The energy efficiency of data centers and high-performance systems is becoming increasingly important. Energy costs can make up a substantial portion of the operating expenditure (OPEX) budget, potentially serving as a critical factor in the success or failure of a business. This article breaks down the issue of energy efficiency in modern server platforms, presenting tools and an example methodology for measuring power consumption and performance. As a case study, we present measurement results from two server platforms with different CPU architectures. We will emphasize network performance (including throughput measurements), CPU utilization, and power consumption, with a particular emphasis on achieving the highest possible throughput per watt of energy consumed.

Testing methodology

Evaluating the relationship between a computer’s performance and its power requirements can be broken down into three key steps:

  1. Assess the computer’s performance
  2. Measure the computer’s power requirements
  3. Normalize performance relative to power consumption

We measure system performance in terms of gigabits per second of achievable throughput per physical CPU core.

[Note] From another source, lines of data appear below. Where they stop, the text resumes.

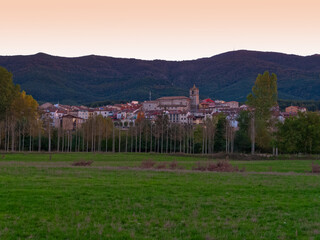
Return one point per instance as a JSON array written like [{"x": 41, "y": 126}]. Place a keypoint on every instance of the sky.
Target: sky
[{"x": 158, "y": 29}]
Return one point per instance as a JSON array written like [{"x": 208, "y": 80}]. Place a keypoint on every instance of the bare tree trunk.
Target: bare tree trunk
[
  {"x": 136, "y": 139},
  {"x": 146, "y": 143},
  {"x": 49, "y": 137},
  {"x": 127, "y": 140},
  {"x": 162, "y": 137},
  {"x": 167, "y": 143},
  {"x": 151, "y": 137},
  {"x": 119, "y": 140},
  {"x": 113, "y": 140},
  {"x": 30, "y": 139},
  {"x": 140, "y": 137},
  {"x": 12, "y": 136},
  {"x": 203, "y": 137},
  {"x": 175, "y": 139},
  {"x": 131, "y": 138},
  {"x": 58, "y": 140},
  {"x": 106, "y": 136},
  {"x": 252, "y": 135},
  {"x": 68, "y": 146},
  {"x": 19, "y": 145},
  {"x": 39, "y": 140}
]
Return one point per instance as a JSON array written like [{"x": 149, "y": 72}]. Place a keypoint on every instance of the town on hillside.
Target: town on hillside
[{"x": 179, "y": 109}]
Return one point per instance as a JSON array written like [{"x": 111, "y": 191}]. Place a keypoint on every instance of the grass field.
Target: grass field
[{"x": 43, "y": 197}]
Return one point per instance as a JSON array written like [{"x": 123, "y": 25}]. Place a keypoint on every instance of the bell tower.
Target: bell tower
[{"x": 194, "y": 97}]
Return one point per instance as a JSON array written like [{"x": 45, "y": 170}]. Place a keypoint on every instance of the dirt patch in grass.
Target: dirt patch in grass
[
  {"x": 315, "y": 168},
  {"x": 221, "y": 166},
  {"x": 151, "y": 164},
  {"x": 82, "y": 163}
]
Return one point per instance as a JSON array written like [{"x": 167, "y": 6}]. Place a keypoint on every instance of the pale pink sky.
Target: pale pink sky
[{"x": 158, "y": 29}]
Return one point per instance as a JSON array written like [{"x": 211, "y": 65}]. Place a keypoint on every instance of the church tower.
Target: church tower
[{"x": 194, "y": 96}]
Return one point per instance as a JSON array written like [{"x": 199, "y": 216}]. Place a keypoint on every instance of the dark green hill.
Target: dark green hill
[{"x": 227, "y": 76}]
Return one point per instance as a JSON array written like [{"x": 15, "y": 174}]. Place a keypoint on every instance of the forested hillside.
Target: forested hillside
[{"x": 227, "y": 76}]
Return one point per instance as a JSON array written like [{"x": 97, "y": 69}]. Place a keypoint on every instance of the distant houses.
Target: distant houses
[{"x": 179, "y": 109}]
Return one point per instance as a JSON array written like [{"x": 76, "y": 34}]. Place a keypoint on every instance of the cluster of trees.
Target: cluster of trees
[
  {"x": 18, "y": 114},
  {"x": 24, "y": 128}
]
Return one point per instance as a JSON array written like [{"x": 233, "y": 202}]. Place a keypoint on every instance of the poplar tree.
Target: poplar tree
[{"x": 263, "y": 98}]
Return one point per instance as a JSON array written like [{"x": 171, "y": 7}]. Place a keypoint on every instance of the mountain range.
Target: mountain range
[{"x": 227, "y": 76}]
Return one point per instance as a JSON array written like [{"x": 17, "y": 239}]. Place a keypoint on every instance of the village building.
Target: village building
[
  {"x": 295, "y": 109},
  {"x": 174, "y": 103},
  {"x": 70, "y": 122}
]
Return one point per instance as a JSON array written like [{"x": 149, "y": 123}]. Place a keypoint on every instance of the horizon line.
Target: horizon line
[{"x": 157, "y": 59}]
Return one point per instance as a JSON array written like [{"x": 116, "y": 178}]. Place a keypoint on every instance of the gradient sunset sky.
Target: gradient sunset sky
[{"x": 152, "y": 29}]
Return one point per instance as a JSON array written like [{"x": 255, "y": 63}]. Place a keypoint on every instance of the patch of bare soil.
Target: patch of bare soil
[
  {"x": 221, "y": 166},
  {"x": 82, "y": 163}
]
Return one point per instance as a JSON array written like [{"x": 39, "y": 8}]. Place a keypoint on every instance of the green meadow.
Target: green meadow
[{"x": 44, "y": 196}]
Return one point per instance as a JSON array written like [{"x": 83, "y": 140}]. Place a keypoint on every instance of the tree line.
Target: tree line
[{"x": 24, "y": 128}]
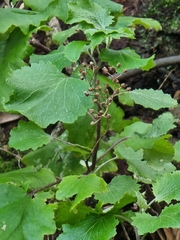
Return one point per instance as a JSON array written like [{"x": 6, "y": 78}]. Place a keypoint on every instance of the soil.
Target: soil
[{"x": 162, "y": 44}]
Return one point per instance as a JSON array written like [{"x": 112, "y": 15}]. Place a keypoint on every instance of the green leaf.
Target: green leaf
[
  {"x": 117, "y": 188},
  {"x": 135, "y": 162},
  {"x": 54, "y": 97},
  {"x": 89, "y": 12},
  {"x": 161, "y": 125},
  {"x": 12, "y": 56},
  {"x": 37, "y": 5},
  {"x": 65, "y": 215},
  {"x": 127, "y": 58},
  {"x": 28, "y": 135},
  {"x": 99, "y": 227},
  {"x": 125, "y": 21},
  {"x": 74, "y": 49},
  {"x": 146, "y": 223},
  {"x": 19, "y": 215},
  {"x": 117, "y": 115},
  {"x": 48, "y": 156},
  {"x": 167, "y": 187},
  {"x": 140, "y": 128},
  {"x": 12, "y": 17},
  {"x": 54, "y": 157},
  {"x": 154, "y": 99},
  {"x": 56, "y": 57},
  {"x": 36, "y": 179},
  {"x": 61, "y": 37},
  {"x": 72, "y": 185},
  {"x": 115, "y": 8},
  {"x": 177, "y": 151},
  {"x": 81, "y": 132}
]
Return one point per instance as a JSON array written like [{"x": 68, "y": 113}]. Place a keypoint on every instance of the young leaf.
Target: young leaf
[
  {"x": 117, "y": 188},
  {"x": 99, "y": 227},
  {"x": 28, "y": 135},
  {"x": 140, "y": 128},
  {"x": 125, "y": 21},
  {"x": 167, "y": 187},
  {"x": 47, "y": 96},
  {"x": 146, "y": 223},
  {"x": 74, "y": 49},
  {"x": 89, "y": 12},
  {"x": 177, "y": 151},
  {"x": 64, "y": 214},
  {"x": 61, "y": 37},
  {"x": 127, "y": 58},
  {"x": 154, "y": 99},
  {"x": 81, "y": 132},
  {"x": 12, "y": 56},
  {"x": 19, "y": 215},
  {"x": 115, "y": 8},
  {"x": 35, "y": 179},
  {"x": 161, "y": 125},
  {"x": 56, "y": 57},
  {"x": 72, "y": 185}
]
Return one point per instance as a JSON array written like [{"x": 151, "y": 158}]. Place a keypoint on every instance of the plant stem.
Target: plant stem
[
  {"x": 47, "y": 186},
  {"x": 95, "y": 150},
  {"x": 125, "y": 232},
  {"x": 111, "y": 147},
  {"x": 103, "y": 164}
]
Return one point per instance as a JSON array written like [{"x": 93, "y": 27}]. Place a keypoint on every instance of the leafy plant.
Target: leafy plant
[{"x": 62, "y": 186}]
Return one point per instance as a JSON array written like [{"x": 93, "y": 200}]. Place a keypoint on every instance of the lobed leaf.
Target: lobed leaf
[
  {"x": 161, "y": 125},
  {"x": 99, "y": 227},
  {"x": 74, "y": 49},
  {"x": 61, "y": 37},
  {"x": 169, "y": 217},
  {"x": 127, "y": 59},
  {"x": 89, "y": 12},
  {"x": 12, "y": 56},
  {"x": 124, "y": 21},
  {"x": 28, "y": 135},
  {"x": 177, "y": 151},
  {"x": 56, "y": 57},
  {"x": 72, "y": 185},
  {"x": 167, "y": 187},
  {"x": 45, "y": 96},
  {"x": 135, "y": 162},
  {"x": 34, "y": 178},
  {"x": 117, "y": 188}
]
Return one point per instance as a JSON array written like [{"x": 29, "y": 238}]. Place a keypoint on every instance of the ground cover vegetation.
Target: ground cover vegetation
[{"x": 83, "y": 171}]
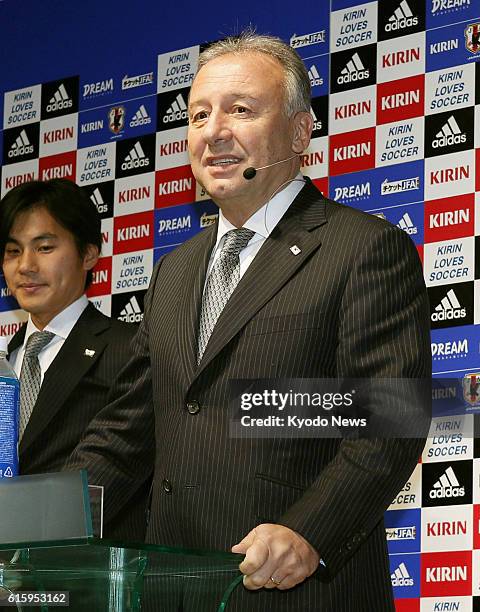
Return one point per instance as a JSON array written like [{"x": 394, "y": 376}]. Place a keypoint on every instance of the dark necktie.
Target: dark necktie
[
  {"x": 221, "y": 282},
  {"x": 30, "y": 376}
]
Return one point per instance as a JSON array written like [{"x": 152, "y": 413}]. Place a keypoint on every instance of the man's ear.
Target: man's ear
[
  {"x": 302, "y": 131},
  {"x": 90, "y": 257}
]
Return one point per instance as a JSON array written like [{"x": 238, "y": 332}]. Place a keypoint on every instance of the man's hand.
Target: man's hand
[{"x": 275, "y": 557}]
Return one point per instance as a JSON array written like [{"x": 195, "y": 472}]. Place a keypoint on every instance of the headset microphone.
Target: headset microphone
[{"x": 251, "y": 172}]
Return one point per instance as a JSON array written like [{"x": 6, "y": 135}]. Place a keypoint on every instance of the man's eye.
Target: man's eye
[{"x": 200, "y": 116}]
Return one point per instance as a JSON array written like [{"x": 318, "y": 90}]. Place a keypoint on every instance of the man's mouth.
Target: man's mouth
[{"x": 223, "y": 161}]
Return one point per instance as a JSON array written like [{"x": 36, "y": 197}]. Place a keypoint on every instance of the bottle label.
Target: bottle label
[{"x": 9, "y": 403}]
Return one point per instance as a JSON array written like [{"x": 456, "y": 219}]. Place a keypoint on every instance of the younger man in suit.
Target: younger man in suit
[{"x": 50, "y": 240}]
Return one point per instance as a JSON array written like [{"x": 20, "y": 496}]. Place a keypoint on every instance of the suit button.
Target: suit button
[{"x": 193, "y": 406}]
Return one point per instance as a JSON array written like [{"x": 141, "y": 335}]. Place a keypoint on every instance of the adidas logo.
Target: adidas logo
[
  {"x": 449, "y": 308},
  {"x": 449, "y": 134},
  {"x": 315, "y": 78},
  {"x": 136, "y": 158},
  {"x": 97, "y": 199},
  {"x": 141, "y": 117},
  {"x": 59, "y": 100},
  {"x": 406, "y": 224},
  {"x": 401, "y": 577},
  {"x": 132, "y": 312},
  {"x": 447, "y": 486},
  {"x": 317, "y": 125},
  {"x": 353, "y": 71},
  {"x": 176, "y": 111},
  {"x": 21, "y": 146},
  {"x": 401, "y": 18}
]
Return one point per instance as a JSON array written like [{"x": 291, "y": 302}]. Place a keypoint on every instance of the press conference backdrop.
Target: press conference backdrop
[{"x": 98, "y": 95}]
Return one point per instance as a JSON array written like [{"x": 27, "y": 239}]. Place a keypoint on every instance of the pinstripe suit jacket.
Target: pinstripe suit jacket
[
  {"x": 352, "y": 303},
  {"x": 74, "y": 389}
]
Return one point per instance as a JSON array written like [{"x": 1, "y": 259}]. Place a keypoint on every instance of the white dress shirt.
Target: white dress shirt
[{"x": 61, "y": 326}]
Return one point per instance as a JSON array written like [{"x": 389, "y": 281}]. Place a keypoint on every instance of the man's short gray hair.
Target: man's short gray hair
[{"x": 296, "y": 81}]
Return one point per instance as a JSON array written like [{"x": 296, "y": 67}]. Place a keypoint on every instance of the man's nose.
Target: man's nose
[
  {"x": 27, "y": 261},
  {"x": 217, "y": 129}
]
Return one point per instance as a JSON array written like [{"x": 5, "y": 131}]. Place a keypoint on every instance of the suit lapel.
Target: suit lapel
[
  {"x": 197, "y": 259},
  {"x": 273, "y": 266},
  {"x": 78, "y": 354}
]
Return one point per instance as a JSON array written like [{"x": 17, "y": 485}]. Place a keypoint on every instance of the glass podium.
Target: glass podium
[
  {"x": 102, "y": 576},
  {"x": 50, "y": 559}
]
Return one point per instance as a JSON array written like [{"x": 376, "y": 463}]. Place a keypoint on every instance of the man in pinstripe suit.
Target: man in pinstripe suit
[{"x": 324, "y": 291}]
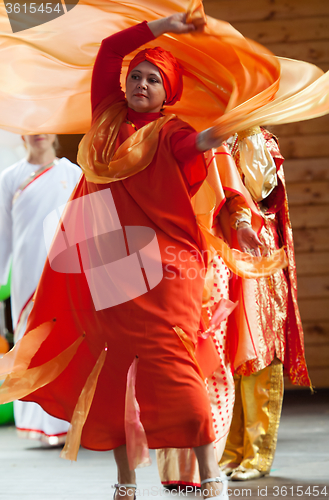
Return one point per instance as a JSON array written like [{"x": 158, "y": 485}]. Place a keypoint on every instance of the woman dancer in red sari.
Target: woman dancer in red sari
[{"x": 159, "y": 326}]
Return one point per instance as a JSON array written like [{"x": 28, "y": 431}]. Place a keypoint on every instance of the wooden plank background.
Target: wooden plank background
[{"x": 300, "y": 30}]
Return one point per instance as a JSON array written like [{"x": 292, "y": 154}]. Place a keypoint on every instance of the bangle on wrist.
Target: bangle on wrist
[{"x": 239, "y": 223}]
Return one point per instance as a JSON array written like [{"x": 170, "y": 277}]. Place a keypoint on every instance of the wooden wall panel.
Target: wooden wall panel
[
  {"x": 306, "y": 169},
  {"x": 234, "y": 11},
  {"x": 285, "y": 30},
  {"x": 309, "y": 216},
  {"x": 299, "y": 30}
]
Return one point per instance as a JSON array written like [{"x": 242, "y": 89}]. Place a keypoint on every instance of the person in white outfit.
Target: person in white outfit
[{"x": 29, "y": 190}]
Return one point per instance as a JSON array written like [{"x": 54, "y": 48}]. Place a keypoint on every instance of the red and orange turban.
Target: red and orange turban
[{"x": 170, "y": 69}]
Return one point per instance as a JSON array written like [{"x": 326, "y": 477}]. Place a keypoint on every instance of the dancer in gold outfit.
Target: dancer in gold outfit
[{"x": 252, "y": 439}]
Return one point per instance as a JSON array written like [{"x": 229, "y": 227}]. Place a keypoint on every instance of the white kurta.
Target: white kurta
[{"x": 22, "y": 242}]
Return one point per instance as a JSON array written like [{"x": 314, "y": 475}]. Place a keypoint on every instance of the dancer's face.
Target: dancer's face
[
  {"x": 40, "y": 142},
  {"x": 145, "y": 92}
]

It is important to note that with modern, high-speed (100 Gbps and above) Ethernet adapters, it's virtually impossible for a single user-space process to utilize all available bandwidth. Moreover, network throughput is only part of the performance story. Handling network traffic ideally consumes minimal resources, leaving the majority of the system available for creating or processing the data transmitted over the network. Ideally, the CPU is saturated with as few cores as possible.

To quantify these requirements, we monitor the following metrics:

  1. Maximum achievable throughput in gigabits per second.
  2. Total CPU utilization, measured in cores. For simplicity, two half-loaded cores are counted as one fully loaded core.
  3. Computational efficiency, calculated as the ratio of throughput in gigabits per second (Gbps) to CPU utilization. For example, a system handling 60 Gbps of throughput using two CPU cores has a computational efficiency of 30 Gbps per core.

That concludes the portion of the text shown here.